A hipertrofia do campo de aplicação da ciència e a hipervalorização dos seus conteúdos significaram a menorização da teologia e da metafísica acusadas de representarem modos obsoletos de interpretar o real. A crítica positivista da metafísica desmultiplica-se no ataque às falsificações resultantes do seu subjectivismo especulativo e na oposição à sua megalónoma pretensão de fundir a verdade com a substância das coisas. Foi em conformidade com a noção da lógica evolutiva da inteligência que a sociologia nasceu no seio da filosofia positiva para apear de vez a ambição de aceder à «verdade» ontológica que procura atingir a essência do «ser» e mostrar que o conhecimento possível, genuíno e necessário se queda na superfície das coisas. O único saber viável reduzir-se-ia, no comteanismo, à apreensão dos fenómenos que emergem regularmente dentro de cadeias específicas de antecedentes-consequentes tal como haviam mostrado os empiristas encabeçados por David Hume.
Admitindo que todas as disciplinas passavam pela sua fase teológica, metafísica e positiva, o «pai da sociologia» entendeu que a esfera dos fenómenos da natureza e da mente já se havia tornado positiva faltando cumprir a ciência no discurso sobre o social. Foi esta a tarefa que o comteanismo realizou quando inventou a sociologia e, nesse instante, instaurou as condições intelectuais de passagem da fase metafísica à fase terminal da história humana: o estado positivo. Nas reflexões do positivismo, a sociologia era o elo em falta na cadeia científica e gerava dois efeitos indissociáveis:
1) A cobertura científica integral dos domínios possíveis do saber.
2) A conversão progressiva da humanidade ao monolitismo, ao laicismo e ao pacífismo sob os auspícios de princípios científicos necessariamente universias, dessobrenaturalizantes e eficazes.

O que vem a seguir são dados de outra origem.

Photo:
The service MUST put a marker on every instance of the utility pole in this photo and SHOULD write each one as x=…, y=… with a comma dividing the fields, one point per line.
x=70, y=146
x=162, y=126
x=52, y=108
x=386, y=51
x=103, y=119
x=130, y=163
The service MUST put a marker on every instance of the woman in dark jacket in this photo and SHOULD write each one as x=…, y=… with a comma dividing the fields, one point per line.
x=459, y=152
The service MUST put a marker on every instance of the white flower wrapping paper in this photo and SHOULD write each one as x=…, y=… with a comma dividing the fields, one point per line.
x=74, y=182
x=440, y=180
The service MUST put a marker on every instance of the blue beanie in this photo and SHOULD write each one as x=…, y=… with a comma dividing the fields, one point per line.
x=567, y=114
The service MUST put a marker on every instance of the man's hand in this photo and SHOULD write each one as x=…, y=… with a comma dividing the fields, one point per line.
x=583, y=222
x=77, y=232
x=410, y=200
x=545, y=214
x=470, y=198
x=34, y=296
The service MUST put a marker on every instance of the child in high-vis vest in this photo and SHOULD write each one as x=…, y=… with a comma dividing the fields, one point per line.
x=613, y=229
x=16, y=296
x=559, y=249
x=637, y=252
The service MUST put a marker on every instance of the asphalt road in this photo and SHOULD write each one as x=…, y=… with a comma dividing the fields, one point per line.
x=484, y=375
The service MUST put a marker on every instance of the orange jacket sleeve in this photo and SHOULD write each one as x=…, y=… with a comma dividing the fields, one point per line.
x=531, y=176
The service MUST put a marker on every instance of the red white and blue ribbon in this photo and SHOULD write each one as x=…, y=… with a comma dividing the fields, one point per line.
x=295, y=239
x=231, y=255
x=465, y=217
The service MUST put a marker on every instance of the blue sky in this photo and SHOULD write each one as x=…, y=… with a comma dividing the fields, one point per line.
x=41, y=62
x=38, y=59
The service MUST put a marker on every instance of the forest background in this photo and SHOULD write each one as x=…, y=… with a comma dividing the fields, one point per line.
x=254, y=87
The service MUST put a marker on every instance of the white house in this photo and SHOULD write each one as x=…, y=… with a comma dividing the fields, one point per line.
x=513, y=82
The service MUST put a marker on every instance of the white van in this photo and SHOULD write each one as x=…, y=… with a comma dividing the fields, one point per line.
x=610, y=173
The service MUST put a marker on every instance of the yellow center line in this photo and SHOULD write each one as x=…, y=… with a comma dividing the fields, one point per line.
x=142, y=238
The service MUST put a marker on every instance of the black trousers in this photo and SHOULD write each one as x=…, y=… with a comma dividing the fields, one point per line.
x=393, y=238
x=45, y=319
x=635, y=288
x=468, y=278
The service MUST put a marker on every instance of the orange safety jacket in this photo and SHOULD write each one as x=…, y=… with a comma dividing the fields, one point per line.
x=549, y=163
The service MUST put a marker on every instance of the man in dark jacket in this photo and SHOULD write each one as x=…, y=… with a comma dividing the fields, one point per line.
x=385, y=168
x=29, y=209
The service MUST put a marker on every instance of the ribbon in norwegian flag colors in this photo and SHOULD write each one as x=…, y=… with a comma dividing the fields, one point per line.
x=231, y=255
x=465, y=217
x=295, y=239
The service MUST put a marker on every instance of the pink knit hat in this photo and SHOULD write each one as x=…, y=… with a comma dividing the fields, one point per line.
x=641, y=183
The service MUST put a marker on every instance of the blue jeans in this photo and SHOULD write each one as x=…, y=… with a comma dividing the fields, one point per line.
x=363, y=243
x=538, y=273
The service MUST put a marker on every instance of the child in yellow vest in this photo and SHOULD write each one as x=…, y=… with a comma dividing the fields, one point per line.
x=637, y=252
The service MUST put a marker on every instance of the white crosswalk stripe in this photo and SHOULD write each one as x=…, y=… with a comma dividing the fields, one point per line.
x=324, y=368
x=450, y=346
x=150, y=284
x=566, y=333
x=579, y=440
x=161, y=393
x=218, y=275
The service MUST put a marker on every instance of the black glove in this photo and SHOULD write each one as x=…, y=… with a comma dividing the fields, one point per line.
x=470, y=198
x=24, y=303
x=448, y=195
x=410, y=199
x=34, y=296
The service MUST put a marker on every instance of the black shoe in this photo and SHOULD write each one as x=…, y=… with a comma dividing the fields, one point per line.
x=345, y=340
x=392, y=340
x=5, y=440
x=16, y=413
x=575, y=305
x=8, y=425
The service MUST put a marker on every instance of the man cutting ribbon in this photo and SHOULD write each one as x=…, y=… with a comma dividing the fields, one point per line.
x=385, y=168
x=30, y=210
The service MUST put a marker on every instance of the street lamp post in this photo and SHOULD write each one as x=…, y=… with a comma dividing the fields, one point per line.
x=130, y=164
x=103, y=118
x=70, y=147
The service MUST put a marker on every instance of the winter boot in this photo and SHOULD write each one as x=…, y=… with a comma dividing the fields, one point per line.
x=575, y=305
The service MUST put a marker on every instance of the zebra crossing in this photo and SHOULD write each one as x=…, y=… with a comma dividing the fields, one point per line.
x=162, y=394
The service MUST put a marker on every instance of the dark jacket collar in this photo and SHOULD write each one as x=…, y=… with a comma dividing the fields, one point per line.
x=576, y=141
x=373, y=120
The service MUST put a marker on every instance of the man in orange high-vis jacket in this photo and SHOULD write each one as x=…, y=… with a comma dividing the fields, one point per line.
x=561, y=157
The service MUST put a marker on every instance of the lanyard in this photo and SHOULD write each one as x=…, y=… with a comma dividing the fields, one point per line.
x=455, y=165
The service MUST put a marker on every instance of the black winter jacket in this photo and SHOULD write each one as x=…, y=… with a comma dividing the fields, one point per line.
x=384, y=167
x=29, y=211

Para trás, ficavam a busca do transcendente e os devaneios ontológicos reflectidos nas teologias e nas metafísicas que correspondiam a modelos monárquicos e parlamentares prestes a serem enterrados pelas projecções sociais totais da mentalidade positivista.
Expressa num governo de sábios, numa economia de mercado, numa igreja sem deuses, numa visão ecuménica das solidariedades e numa cultura de saberes modestos, rigorosos e eficazes, a utopia comteana antecipa e modela radicalmente a idiossincrasia e os projectos políticos da tecnocracia: o modelo ideal-típico da cidadela positivista é o sonho tecnocrático.
Contra as ficções produzidas pela fé e pela especulação abstracta, o positivismo ergueu o facho da verdade científica. Contra as estruturas sociais compatíveis com a teologia e a metafísica, o positivismo redesenhou a sociedade em bases científicas. Contra os figurinos políticos de fundamento hereditário ou de raiz metafísica, o positivismo proclamou o monolitismo dos saberes sociais fundados em metodologias com provas dadas na esfera da ciência.
Na obra comteana, as teses positivistas formulam-se de modo explícito, unitário e sistemático para fundamentar a transformação do conhecimento científico em poder político adequado às singularidades das sociedades industriais onde o governo positivista encerraria o ciclo das transformações fásicas da história. No estado positivo teríamos uma humanidade monolítica comandada por sábios avessos à dogmática da fé, à retórica metafísica e aos modelos políticos plurais.